Зрачки Бусыгина напряжённо дрожали, удерживая уплывающего Школьникова в поле зрения. Что бы он ни говорил о том, что ему пора, глаза на обескровленном лице с провисшей кожей и проступившими под ней костями черепа хотели жить и отчаянно метались в глазницах.
— Откуда мне знать? Ты у нас писатель или я? Тебе и знать, а моё дело маленькое…
— Твоё дело теперь самое главное! Ты должен сделать так, чтобы «Кровь и судьба» была издана. Понял, Сёма? Это моё тебе завещание.
— Подожди ты с завещанием, Пётр Андреевич! Не торопись! Успеешь ещё завещать и перезавещать. Всё ещё успеешь.
В подтверждение слов Семёна Исаевича раздался звонок в дверь.
— Вот и «скорая», а ты умирать собрался.
Школьников высвободил руку из разжавшихся пальцев Бусыгина и пошёл открывать врачам.

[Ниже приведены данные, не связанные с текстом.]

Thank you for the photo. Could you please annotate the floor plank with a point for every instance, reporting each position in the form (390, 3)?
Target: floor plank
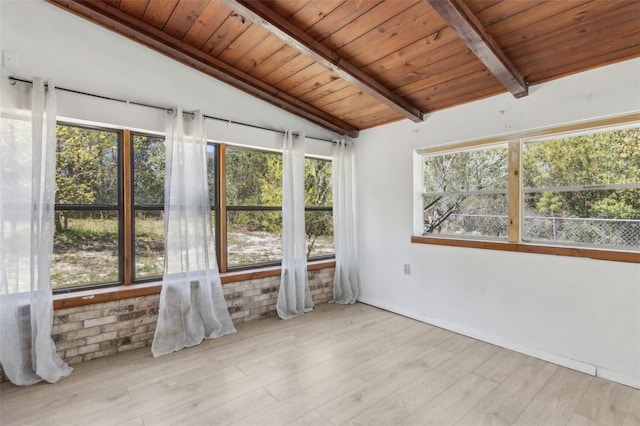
(337, 365)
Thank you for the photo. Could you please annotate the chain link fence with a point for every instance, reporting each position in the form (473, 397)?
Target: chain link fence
(609, 232)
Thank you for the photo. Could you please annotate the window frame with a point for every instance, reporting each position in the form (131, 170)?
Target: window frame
(130, 286)
(221, 229)
(119, 207)
(515, 192)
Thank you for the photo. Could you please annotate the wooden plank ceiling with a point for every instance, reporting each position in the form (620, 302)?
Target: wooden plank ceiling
(355, 64)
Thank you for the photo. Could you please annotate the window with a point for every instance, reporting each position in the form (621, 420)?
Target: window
(583, 189)
(563, 189)
(148, 158)
(89, 209)
(318, 200)
(465, 193)
(254, 207)
(109, 221)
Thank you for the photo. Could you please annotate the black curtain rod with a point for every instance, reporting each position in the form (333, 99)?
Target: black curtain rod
(13, 81)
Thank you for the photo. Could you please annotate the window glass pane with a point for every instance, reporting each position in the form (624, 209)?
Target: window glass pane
(85, 248)
(253, 237)
(577, 207)
(254, 178)
(211, 173)
(545, 220)
(148, 170)
(319, 233)
(467, 215)
(149, 243)
(611, 157)
(317, 183)
(86, 166)
(482, 169)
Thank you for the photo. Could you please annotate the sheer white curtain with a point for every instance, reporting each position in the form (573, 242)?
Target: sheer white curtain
(27, 195)
(294, 297)
(192, 305)
(345, 282)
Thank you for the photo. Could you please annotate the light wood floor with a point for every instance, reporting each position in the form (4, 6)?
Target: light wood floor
(337, 365)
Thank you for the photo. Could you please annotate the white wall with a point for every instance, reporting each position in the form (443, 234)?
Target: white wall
(577, 312)
(79, 55)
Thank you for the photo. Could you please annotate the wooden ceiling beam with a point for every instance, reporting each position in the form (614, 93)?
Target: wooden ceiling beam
(268, 19)
(458, 16)
(116, 20)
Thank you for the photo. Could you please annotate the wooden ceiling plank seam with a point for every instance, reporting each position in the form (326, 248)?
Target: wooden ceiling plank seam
(531, 23)
(311, 77)
(310, 85)
(116, 20)
(183, 17)
(466, 97)
(241, 46)
(465, 68)
(313, 13)
(607, 58)
(471, 82)
(232, 28)
(480, 5)
(612, 21)
(460, 18)
(337, 96)
(277, 60)
(303, 77)
(450, 93)
(288, 8)
(410, 64)
(500, 11)
(258, 54)
(339, 18)
(297, 64)
(158, 12)
(135, 8)
(114, 3)
(366, 23)
(591, 47)
(325, 90)
(302, 42)
(414, 24)
(212, 17)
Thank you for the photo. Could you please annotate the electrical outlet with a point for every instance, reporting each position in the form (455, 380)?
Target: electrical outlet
(9, 59)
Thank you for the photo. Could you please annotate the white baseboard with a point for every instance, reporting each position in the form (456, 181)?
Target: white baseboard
(614, 376)
(499, 341)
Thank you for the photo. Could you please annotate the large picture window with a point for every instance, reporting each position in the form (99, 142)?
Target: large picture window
(109, 221)
(254, 207)
(148, 161)
(88, 211)
(579, 190)
(583, 189)
(465, 193)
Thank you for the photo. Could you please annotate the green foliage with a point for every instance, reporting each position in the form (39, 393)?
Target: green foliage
(148, 169)
(254, 178)
(477, 170)
(86, 169)
(86, 166)
(611, 157)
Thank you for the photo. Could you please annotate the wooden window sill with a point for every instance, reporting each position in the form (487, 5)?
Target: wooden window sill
(109, 294)
(591, 253)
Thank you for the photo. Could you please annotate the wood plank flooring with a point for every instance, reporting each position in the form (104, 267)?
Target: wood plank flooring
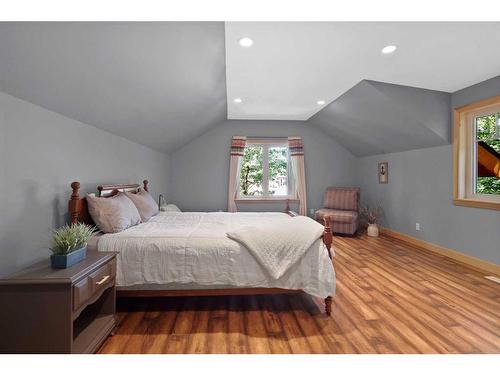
(392, 297)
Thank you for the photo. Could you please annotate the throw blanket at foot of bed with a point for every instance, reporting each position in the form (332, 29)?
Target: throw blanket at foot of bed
(279, 246)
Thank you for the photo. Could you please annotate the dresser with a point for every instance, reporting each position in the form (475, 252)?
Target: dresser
(47, 310)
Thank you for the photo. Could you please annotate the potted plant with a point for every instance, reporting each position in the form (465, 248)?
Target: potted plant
(69, 244)
(371, 215)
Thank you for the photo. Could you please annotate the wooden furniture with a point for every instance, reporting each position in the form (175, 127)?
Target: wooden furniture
(78, 211)
(47, 310)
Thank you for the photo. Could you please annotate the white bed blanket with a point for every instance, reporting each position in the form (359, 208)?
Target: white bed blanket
(192, 248)
(280, 245)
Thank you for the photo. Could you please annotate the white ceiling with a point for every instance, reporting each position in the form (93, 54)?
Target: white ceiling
(292, 65)
(159, 84)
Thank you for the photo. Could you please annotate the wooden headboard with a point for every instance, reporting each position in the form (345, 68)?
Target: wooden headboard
(77, 206)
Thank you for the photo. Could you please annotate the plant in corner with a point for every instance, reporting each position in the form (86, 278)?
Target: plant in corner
(69, 244)
(372, 215)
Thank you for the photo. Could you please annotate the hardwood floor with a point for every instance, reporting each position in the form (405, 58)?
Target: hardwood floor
(391, 298)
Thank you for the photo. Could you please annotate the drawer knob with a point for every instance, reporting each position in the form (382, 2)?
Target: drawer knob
(103, 280)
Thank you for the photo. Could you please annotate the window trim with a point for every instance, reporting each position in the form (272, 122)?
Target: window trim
(266, 143)
(463, 191)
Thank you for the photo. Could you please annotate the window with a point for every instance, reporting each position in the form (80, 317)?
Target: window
(477, 154)
(265, 170)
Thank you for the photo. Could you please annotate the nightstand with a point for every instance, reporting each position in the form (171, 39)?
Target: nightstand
(47, 310)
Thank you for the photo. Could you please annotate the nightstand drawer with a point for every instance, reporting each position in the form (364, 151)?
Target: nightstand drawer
(103, 277)
(81, 293)
(89, 288)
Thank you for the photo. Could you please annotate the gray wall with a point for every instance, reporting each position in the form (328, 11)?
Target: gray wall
(41, 153)
(420, 190)
(199, 170)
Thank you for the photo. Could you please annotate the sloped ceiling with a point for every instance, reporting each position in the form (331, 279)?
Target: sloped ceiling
(293, 65)
(158, 84)
(376, 118)
(164, 84)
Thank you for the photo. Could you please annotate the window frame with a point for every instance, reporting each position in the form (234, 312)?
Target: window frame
(465, 153)
(266, 143)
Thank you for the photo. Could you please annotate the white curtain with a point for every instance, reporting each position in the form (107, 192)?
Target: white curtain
(296, 150)
(237, 152)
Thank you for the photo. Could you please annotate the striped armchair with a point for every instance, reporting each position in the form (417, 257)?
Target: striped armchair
(342, 205)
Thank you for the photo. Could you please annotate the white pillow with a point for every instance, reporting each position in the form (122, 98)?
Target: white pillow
(172, 208)
(145, 204)
(113, 214)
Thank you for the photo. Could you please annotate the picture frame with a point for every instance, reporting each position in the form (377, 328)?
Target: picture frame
(383, 172)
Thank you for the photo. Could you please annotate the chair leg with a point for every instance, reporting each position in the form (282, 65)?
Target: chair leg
(328, 305)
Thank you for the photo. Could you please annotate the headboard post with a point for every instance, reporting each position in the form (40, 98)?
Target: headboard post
(74, 204)
(327, 235)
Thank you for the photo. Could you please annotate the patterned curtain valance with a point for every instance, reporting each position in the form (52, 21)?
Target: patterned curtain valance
(295, 146)
(238, 146)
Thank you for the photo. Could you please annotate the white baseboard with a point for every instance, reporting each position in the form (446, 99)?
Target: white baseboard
(473, 262)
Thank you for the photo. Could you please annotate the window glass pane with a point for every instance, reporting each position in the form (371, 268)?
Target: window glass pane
(251, 171)
(278, 176)
(488, 154)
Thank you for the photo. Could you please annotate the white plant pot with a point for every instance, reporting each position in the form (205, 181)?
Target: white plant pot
(372, 230)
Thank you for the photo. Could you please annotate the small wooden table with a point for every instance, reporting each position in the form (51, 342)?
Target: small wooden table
(47, 310)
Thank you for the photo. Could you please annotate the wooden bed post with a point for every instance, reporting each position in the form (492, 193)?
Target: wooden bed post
(327, 240)
(74, 203)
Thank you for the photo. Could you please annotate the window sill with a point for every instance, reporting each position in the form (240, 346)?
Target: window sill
(265, 200)
(490, 205)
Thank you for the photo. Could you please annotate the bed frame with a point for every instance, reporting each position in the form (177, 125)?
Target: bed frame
(78, 211)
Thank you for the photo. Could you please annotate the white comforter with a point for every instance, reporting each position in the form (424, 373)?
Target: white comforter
(279, 246)
(192, 248)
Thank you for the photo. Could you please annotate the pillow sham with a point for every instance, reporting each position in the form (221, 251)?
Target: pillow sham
(113, 214)
(145, 204)
(172, 208)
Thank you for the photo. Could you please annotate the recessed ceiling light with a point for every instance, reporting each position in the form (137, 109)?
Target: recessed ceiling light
(389, 49)
(246, 42)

Через полторы недели Семён Исаевич навестил Петра Андреевича в больнице. Незадолго перед Школьниковым к Бусыгину приходила жена, и теперь он сидел в постели, обложенный её гостинцами, методично уплетая варёный картофель и колбасу, сыр и творог, запивал их чаем и громко при этом хлюпал, не стесняясь двух других соседей по палате. Он явно уже привык к простому больничному быту, где стесняться не принято. Выглядел Пётр Андреевич не ахти: лицо исхудало, обвисло, под глазами набрякли мешки, так что если раньше он казался Школьникову немолодым, но ещё крепким мужчиной, то теперь перед ним был жадно жующий, усыпанный крошками старик. Не переставая жевать, он указал Семёну Исаевичу на свободный стул у постели, положил в тумбочку принесённые им мандарины, жестом предложил угощаться. Когда его рот, наконец, освободился, стал рассказывать об уходящих и возвращающихся болях, о больничных порядках, процедурах и уколах. Говорил Пётр Андреевич с усмешкой, призванной отделить его от этой однообразной тягомотины, но усмешка на обвисшем блёклом лице была не слишком убедительна, серая больничная тоска наложила на него свой отпечаток. И всё время, пока он говорил, между ними висел незаданный вопрос. Наконец, Бусыгин не выдержал:
— Что там ваш главред, вернулся из отпуска?
— Нет ещё, но уже скоро, — как можно убедительнее сказал Школьников и, заметив во взгляде Петра Андреевича недоверие, повторил, — скоро.
— Где он прохлаждается? Сколько можно прохлаждаться, когда всё катится в пропасть? Я это теперь ясно чувствую, Исаич: мир без души долго не протянет! Самоуничтожится! Я по ночам, когда сердце заходится, всё иначе вижу. Через боль многое по-другому ощущается. И тебя, Исаич, сейчас совсем по-другому понимаю. По-настоящему.
— Да что во мне понимать, Пётр Андреевич? Что во мне непонятного?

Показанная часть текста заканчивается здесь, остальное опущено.